The Current Bottom Line: Economic Inequality
For recent
decades U.S.
census data show the black median family income to be consistently in
the range of 55-61 percent of the white median family income. Today,
as in the past, black families face poverty at a much greater rate
than white families and an unemployment rate roughly twice that of
whites (Darity and Myers 1998: 7-10). Black workers are often the
first laid off during economic recessions and the last to be recalled.
Coupled with a high unemployment rate is a high underemployment rate.
In recent decades this rate has ranged to one third or more of black
workers in many communities, a much greater figure than for whites.

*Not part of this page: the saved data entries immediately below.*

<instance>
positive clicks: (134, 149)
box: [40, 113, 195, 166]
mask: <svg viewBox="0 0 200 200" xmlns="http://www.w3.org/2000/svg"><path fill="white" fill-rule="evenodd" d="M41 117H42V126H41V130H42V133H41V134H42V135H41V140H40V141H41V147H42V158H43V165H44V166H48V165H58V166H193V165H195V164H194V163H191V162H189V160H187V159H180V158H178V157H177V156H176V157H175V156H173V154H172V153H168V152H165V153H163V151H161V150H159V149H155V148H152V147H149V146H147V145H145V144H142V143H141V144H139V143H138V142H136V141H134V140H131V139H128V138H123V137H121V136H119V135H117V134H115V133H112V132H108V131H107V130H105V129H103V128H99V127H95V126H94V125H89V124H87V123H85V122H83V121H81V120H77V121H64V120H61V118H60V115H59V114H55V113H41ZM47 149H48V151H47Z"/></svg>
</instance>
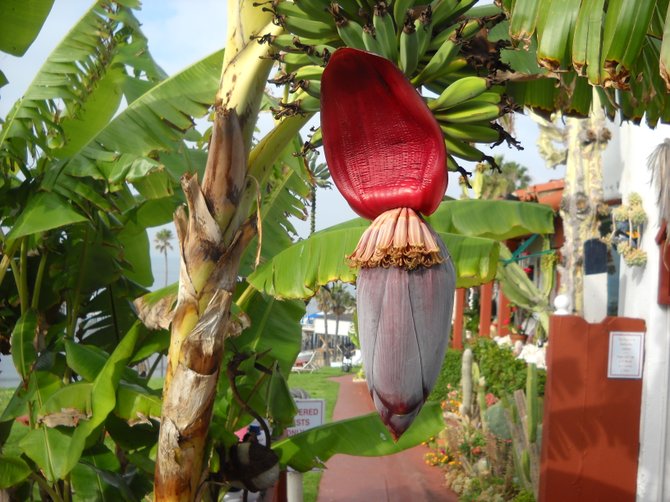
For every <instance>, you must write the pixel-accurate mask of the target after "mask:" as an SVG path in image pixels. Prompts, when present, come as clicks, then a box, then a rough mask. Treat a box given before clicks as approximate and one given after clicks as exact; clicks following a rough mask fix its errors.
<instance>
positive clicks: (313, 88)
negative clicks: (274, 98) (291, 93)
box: [291, 80, 321, 98]
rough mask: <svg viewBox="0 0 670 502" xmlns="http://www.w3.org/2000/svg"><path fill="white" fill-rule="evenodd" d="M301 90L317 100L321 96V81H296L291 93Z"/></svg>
mask: <svg viewBox="0 0 670 502" xmlns="http://www.w3.org/2000/svg"><path fill="white" fill-rule="evenodd" d="M300 89H302V90H303V91H305V92H306V93H307V94H309V95H310V96H312V97H315V98H319V97H320V96H321V81H320V80H296V81H295V84H294V85H293V87H292V88H291V92H297V91H298V90H300Z"/></svg>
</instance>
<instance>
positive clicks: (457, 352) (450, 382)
mask: <svg viewBox="0 0 670 502" xmlns="http://www.w3.org/2000/svg"><path fill="white" fill-rule="evenodd" d="M462 355H463V351H462V350H458V349H448V350H447V353H446V354H445V356H444V361H443V362H442V368H441V369H440V374H439V376H438V377H437V381H436V382H435V387H433V391H432V392H431V393H430V395H429V396H428V400H429V401H444V400H445V399H446V398H447V394H448V393H449V391H448V390H447V385H451V387H452V388H458V385H459V383H460V382H461V356H462Z"/></svg>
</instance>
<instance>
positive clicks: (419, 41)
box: [414, 6, 433, 60]
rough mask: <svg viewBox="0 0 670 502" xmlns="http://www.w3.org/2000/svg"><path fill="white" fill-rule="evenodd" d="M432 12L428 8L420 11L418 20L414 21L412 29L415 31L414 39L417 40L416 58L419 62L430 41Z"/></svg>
mask: <svg viewBox="0 0 670 502" xmlns="http://www.w3.org/2000/svg"><path fill="white" fill-rule="evenodd" d="M431 16H432V12H431V10H430V6H428V7H426V8H425V9H423V10H422V11H421V14H420V15H419V18H418V19H417V20H415V21H414V29H415V30H416V37H417V40H418V45H419V49H418V51H417V58H418V59H419V60H421V58H422V57H423V55H424V54H425V53H426V50H427V49H428V45H430V39H431V37H432V36H433V25H432V19H431Z"/></svg>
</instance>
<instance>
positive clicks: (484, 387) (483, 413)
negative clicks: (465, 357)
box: [472, 363, 488, 433]
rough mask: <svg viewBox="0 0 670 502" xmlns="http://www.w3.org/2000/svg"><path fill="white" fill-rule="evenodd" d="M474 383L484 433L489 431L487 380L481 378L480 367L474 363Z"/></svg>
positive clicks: (479, 418)
mask: <svg viewBox="0 0 670 502" xmlns="http://www.w3.org/2000/svg"><path fill="white" fill-rule="evenodd" d="M472 381H473V382H474V383H475V384H476V385H477V406H478V408H479V422H480V424H481V426H482V431H483V432H484V433H486V432H487V431H488V424H487V421H486V408H487V407H488V406H487V405H486V379H485V378H484V377H483V376H480V373H479V365H478V364H477V363H473V365H472Z"/></svg>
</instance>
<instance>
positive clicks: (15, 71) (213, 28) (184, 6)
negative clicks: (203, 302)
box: [0, 0, 563, 284]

Perhaps the most dramatic indicator of generations of white access to
the acquisition of material and educational resources can be seen in
measures of family net worth. The median net worth of white households
is about ten times that of black households. In addition, black
families have most of the assets they hold in cars and houses, while
white families are far more likely than black families to have
interest-bearing bank accounts and to hold stock in companies (U.S.
Bureau of the Census 1994: xiii-xiv).